Ingatlah Sejarah...sebab sejarah itu mengungkap pesan-pesan perjuangan yang akan mendorong pembangunan bangsa kita Indonesia


Nama  : Widya Ningsih
NIM    : F811 08 257
Jurusan : Ilmu Sejarah
Tugas  : Peristwa-peristiwa penting di Indonesia Bagian Timur abad ke-20

A.     Konferensi Malino

Konferensi Malino adalah suatu konferensi yang diadakan pada tanggal 17-20 Juli 1946 di Kota Malino, Sulawesi Selatan, oleh pemerintah Belanda (NICA). Konferensi ini dihadiri oleh 39 orang dari 15 daerah dengan tujuan membahas rencana pembentukan negara-negara bagian yang berbentuk federasi di Indonesia serta rencana pembentukan negara yang meliputi daerah-daerah di Indonesia bagian Timur.
B.    Pembebasan Irian Barat
Dalam melaksanakan atau perjuangan membebaskan wilayah Irian Barat, maka ditempuh dengan dua cara, yaitu;
1.       Perjuangan Diplomasi
a.      Upaya Perundingan dengan Belanda
Menurut ketentuan Konferensi Meja Bundar ( KMB ), masalah Irian Barat ditunda penyelesaiannya setahun kemudian. Oleh karena itu, pada waktu berlangsung upacara pengakuan kedaulatan, wilayah Irian barat tidak termasuk sebagai daerah RIS.
Berdasarkan keputusan KMB, semestinya pada akhir tahun 1950 sudah ada upaya Belanda untuk mengembalikan Irian Barat kepada pihak Indonesia. Akan tetapi, tampaknya keputusan KMB yang berkaitan dengan Irian Barat tidak berjalan lancar. Belanda tampak ingin tetap mempertahankan Irian Barat. Oleh karena itulah, Indonesia berusaha mengembalikan Irian Barat melalui upaya diplomasi dan berunding langsung dengan Belanda.

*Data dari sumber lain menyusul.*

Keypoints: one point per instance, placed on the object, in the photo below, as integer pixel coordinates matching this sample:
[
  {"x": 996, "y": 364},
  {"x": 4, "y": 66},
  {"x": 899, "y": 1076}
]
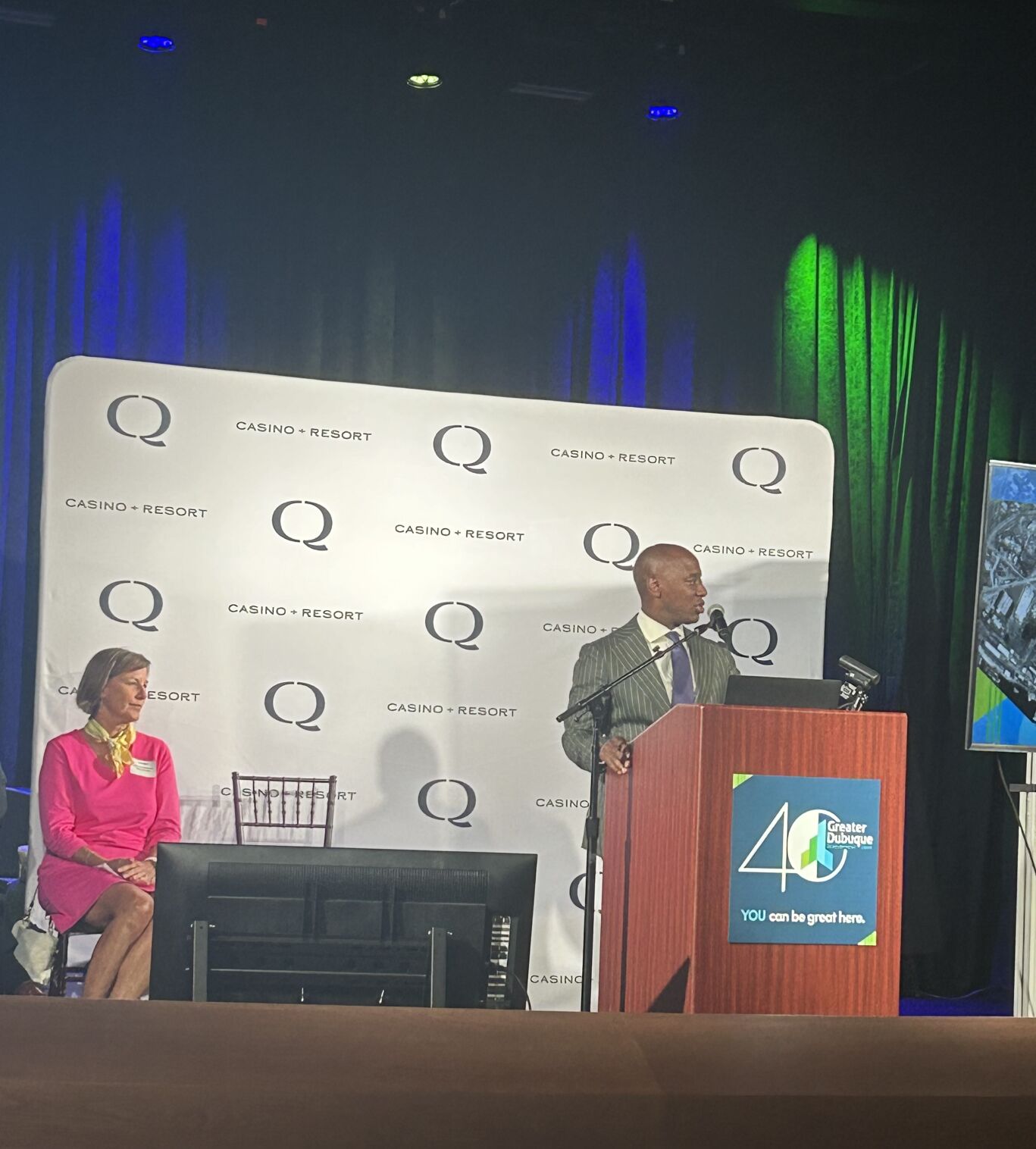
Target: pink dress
[{"x": 83, "y": 803}]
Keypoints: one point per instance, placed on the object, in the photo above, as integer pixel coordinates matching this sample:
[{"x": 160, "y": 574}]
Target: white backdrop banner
[{"x": 393, "y": 586}]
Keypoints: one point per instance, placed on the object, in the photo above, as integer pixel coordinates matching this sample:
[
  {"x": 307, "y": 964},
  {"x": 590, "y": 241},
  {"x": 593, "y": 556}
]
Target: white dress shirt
[{"x": 657, "y": 638}]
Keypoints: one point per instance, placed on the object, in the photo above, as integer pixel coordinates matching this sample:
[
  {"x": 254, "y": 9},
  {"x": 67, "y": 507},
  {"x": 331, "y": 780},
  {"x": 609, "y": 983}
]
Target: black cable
[
  {"x": 514, "y": 977},
  {"x": 1022, "y": 828},
  {"x": 521, "y": 986}
]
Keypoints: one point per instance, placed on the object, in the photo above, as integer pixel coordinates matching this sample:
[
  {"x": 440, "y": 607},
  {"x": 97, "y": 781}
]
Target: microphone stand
[{"x": 599, "y": 705}]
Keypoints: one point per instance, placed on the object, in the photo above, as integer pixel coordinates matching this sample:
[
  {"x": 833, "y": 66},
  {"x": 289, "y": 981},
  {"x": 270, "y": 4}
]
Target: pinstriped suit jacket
[{"x": 640, "y": 700}]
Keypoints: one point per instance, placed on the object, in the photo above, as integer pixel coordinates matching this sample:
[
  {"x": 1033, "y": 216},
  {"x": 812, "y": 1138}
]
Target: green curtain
[{"x": 915, "y": 412}]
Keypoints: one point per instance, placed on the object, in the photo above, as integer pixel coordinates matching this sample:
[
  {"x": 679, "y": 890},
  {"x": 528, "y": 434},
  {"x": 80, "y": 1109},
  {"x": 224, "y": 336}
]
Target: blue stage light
[{"x": 155, "y": 44}]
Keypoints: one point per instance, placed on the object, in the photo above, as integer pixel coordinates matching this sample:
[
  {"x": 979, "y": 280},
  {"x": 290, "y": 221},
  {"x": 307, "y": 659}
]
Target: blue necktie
[{"x": 682, "y": 681}]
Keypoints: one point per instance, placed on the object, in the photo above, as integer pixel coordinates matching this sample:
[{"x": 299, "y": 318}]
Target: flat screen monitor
[
  {"x": 341, "y": 926},
  {"x": 1002, "y": 686},
  {"x": 801, "y": 693}
]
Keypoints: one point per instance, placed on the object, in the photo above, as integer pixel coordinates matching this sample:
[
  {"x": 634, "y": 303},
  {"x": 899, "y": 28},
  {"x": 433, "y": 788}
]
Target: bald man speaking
[{"x": 672, "y": 596}]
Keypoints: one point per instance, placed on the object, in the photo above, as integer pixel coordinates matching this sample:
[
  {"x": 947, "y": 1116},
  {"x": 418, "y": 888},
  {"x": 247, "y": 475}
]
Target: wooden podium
[{"x": 666, "y": 866}]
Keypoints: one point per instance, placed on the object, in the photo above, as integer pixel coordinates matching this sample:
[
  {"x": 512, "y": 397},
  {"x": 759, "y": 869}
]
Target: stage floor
[{"x": 78, "y": 1075}]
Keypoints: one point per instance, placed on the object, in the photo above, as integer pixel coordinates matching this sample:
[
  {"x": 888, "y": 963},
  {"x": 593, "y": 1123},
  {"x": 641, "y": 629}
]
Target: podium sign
[{"x": 804, "y": 859}]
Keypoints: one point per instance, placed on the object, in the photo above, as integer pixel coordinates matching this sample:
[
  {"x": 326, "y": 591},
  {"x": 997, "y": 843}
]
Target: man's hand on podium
[{"x": 616, "y": 755}]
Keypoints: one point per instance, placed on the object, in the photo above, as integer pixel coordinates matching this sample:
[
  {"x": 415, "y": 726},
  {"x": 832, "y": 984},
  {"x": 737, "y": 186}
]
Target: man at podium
[{"x": 672, "y": 596}]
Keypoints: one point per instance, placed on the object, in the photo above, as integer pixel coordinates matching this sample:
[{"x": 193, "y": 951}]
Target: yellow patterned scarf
[{"x": 118, "y": 747}]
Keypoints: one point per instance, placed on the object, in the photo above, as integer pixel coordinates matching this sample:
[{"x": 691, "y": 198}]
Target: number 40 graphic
[{"x": 800, "y": 847}]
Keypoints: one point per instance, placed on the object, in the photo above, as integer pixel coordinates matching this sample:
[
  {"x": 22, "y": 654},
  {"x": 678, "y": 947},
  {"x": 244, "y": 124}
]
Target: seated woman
[{"x": 107, "y": 797}]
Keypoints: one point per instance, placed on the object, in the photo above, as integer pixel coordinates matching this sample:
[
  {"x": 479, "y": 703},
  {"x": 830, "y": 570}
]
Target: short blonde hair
[{"x": 105, "y": 665}]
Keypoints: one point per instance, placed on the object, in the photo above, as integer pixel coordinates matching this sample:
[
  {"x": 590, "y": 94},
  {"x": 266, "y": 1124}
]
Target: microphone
[{"x": 718, "y": 621}]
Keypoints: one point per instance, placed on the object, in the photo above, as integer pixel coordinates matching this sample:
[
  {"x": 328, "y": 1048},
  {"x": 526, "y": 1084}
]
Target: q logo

Beberapa kabinet pada masa demokrasi liberal juga memiliki program pengembalian Irian Barat ke pangkuan Republik Indonesia. Setiap kabinet mencoba melakukan perundingan dengan Belanda. Perundingan itu misalnya pada masa Kabinet Natsir, Sukiman, Ali Sastroamidjojo dan Burhanuddin Harahap. Bahkan pada masa Kabinet Burhanudin Harahap diadakan pertemuan antara Menteri Luar Negeri Anak Agung dan Luns di Den Haag. Akan tetapiperundingan-perundingan itu tidak berhasil mengembalikan Irian Barat.

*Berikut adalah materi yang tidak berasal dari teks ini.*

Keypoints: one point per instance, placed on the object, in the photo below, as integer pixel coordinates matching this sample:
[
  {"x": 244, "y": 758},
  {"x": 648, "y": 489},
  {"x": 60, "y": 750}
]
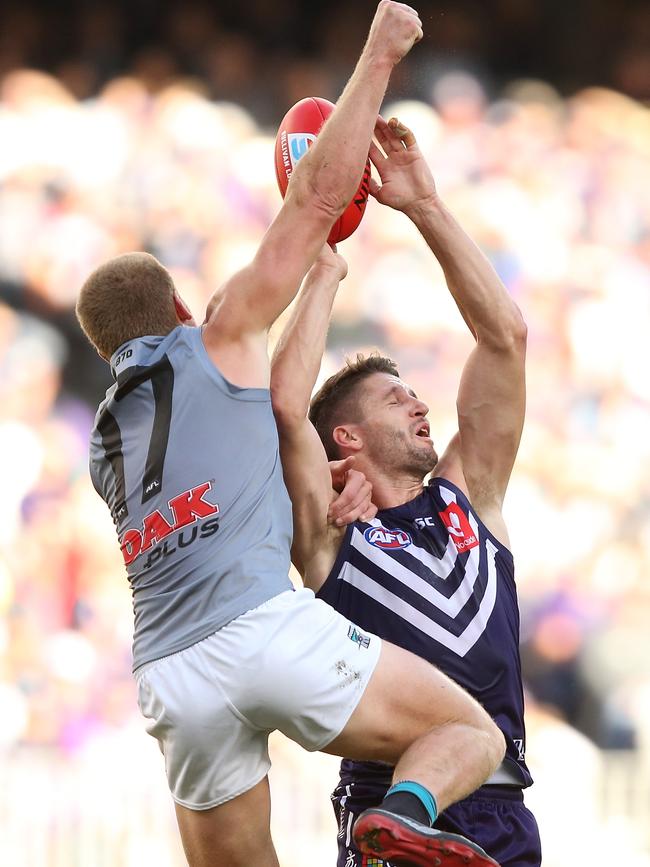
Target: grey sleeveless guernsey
[{"x": 189, "y": 467}]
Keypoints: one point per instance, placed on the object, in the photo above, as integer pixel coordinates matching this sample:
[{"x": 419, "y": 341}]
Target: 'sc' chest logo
[
  {"x": 387, "y": 540},
  {"x": 458, "y": 527}
]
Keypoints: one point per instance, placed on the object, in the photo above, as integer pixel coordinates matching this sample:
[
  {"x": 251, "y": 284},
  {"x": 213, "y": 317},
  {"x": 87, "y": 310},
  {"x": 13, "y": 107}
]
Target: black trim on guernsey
[
  {"x": 162, "y": 382},
  {"x": 111, "y": 435},
  {"x": 161, "y": 375}
]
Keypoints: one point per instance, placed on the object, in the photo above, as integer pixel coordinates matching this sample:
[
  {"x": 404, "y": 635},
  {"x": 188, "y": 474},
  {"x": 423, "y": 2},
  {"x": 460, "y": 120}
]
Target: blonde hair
[{"x": 127, "y": 297}]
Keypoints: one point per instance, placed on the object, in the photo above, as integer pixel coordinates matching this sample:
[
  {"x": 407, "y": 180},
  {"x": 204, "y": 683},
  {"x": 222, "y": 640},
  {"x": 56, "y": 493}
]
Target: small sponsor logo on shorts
[
  {"x": 358, "y": 637},
  {"x": 387, "y": 540}
]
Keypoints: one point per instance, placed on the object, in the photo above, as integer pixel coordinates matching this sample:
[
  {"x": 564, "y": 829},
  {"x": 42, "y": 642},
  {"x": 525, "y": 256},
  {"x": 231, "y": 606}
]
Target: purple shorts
[{"x": 495, "y": 817}]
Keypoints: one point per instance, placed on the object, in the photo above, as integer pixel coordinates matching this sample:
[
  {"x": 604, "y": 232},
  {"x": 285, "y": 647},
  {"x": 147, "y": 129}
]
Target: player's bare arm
[
  {"x": 491, "y": 397},
  {"x": 294, "y": 369},
  {"x": 321, "y": 187}
]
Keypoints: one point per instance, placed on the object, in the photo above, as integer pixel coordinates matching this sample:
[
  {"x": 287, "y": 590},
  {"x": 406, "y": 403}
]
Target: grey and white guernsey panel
[{"x": 189, "y": 467}]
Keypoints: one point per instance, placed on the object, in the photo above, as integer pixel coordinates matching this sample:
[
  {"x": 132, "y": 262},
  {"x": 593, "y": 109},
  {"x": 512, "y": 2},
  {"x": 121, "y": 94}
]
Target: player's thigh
[
  {"x": 234, "y": 834},
  {"x": 405, "y": 698}
]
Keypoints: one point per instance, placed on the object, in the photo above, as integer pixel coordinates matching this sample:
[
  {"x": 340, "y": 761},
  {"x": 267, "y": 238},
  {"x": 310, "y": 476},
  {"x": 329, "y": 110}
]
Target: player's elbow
[
  {"x": 290, "y": 413},
  {"x": 511, "y": 336}
]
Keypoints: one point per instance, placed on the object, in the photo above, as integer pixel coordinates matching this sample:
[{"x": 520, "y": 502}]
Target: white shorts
[{"x": 293, "y": 664}]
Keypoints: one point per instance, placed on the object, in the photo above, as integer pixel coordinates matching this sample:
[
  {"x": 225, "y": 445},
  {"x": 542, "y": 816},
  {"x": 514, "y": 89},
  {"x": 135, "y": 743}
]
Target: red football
[{"x": 298, "y": 130}]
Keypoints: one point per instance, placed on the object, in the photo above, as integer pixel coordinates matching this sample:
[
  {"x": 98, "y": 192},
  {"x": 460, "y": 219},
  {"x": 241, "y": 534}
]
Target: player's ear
[
  {"x": 348, "y": 436},
  {"x": 182, "y": 310}
]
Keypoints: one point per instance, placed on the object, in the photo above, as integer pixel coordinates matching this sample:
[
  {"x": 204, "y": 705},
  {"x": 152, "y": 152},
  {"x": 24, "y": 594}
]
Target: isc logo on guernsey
[{"x": 387, "y": 540}]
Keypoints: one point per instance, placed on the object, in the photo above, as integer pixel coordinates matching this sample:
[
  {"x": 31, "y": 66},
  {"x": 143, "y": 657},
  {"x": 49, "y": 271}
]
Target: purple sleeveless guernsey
[{"x": 430, "y": 577}]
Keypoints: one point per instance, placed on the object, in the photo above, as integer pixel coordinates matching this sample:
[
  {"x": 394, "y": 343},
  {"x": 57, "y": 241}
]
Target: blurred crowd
[
  {"x": 555, "y": 190},
  {"x": 261, "y": 53}
]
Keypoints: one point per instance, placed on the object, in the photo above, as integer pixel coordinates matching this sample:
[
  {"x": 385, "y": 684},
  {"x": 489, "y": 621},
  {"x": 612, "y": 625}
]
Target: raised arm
[
  {"x": 491, "y": 397},
  {"x": 294, "y": 369},
  {"x": 320, "y": 189}
]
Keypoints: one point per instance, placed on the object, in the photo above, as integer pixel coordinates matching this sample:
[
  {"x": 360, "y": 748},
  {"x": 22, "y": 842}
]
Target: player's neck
[{"x": 389, "y": 492}]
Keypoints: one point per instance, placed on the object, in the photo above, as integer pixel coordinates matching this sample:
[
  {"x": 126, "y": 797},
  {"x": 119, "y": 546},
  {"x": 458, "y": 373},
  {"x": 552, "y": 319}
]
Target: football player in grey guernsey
[
  {"x": 432, "y": 572},
  {"x": 185, "y": 453}
]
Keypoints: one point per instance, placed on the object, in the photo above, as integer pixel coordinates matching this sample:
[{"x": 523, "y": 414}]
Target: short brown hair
[
  {"x": 336, "y": 402},
  {"x": 127, "y": 297}
]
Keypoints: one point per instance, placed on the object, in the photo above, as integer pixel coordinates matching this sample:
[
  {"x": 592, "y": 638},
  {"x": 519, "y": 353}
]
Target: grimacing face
[{"x": 394, "y": 427}]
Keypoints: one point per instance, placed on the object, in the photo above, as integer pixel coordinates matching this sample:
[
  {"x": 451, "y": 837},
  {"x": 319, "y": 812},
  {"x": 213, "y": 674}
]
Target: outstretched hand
[
  {"x": 330, "y": 260},
  {"x": 406, "y": 179}
]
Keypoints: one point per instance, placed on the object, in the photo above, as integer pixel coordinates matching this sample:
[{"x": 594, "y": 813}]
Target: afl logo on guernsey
[{"x": 387, "y": 540}]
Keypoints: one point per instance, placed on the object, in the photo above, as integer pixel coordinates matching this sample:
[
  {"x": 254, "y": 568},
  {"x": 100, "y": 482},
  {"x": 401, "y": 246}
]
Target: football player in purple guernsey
[{"x": 432, "y": 572}]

b.      Upaya Diplomasi melalui PBB
Sejak tahun 1953 usaha melalui forum PBB dilakukan oleh Indonesia. Masalah Irian barat setiap tahun selalu diusulkan untuk dibahas dalam Sidang Umum PBB. Sampai dengan Desember 1957, usaha malalui forum PBB itu juga tidak berhasil. Sebabnya dalam pemungutan suara, pendukung Indonesia tidak mancapai 2/3 jumlah suara di Sidang Umum PBB.
c.      Pembentukan Pemerintahan Sementara
Perjuangan pembebasan Irian Barat juga ditempuh melalui politik dalam negeri. Bertepatan dengan HUT Proklamasi Kemerdekaan RI ke- 11, tanggal 17 Agustus 1956, Kabinet Ali Sastroamijoyo membentuk Pemerintahan Sementara Irian Barat. Tujuan pembentukan pemerintahan sementara dalam hal ini adalah pernyataan pembentukan Propinsi Irian Barat sebagai bagian dari RI.
Propinsi Irian Barat yang terbentuk itu meliputi wilayah Irian yang masih diduduki Belanda ditambah daerah Tidore, Oba, Patani dan Wasile di Maluku Utara. Pusat pemerintahan Propinsi Irian Barat berada di Soasiu, Tidore Maluku. Sebagai Gubernurnya Sultan Zaenal Abidin Syah ( Sultan Tidore ). Pelantikannya dilangsungkan tanggal 23 September 1956.
Akibat dari pembentukan pemerintahan sementara Propinsi Irian Barat, antara lain Belanda makin terdesak secara politis. Selain itu Belanda menyadari bahwa Irian barat merupakan bagian Indonesia yang berdaulat.
d.      Pemogokan dan Nasionalisasi Berbagai Perusahaan.
Selain melalui bidang politik usaha perjuangan untuk membebaskan Irian Barat, juga dilancarkan melalui bidang sosial ekonomi. Pada waktu perjuangan pengembalian Irian Barat melalui Sidang Umum PBB pada tahun 1957, Menteri Luar Negeri Indonesia, Subandrio menyatakan akan menempuh jalan lain. Jalan lain yang dimaksud Subandrio memang bukan senjata tetapi berupa konfrontasi ekonomi.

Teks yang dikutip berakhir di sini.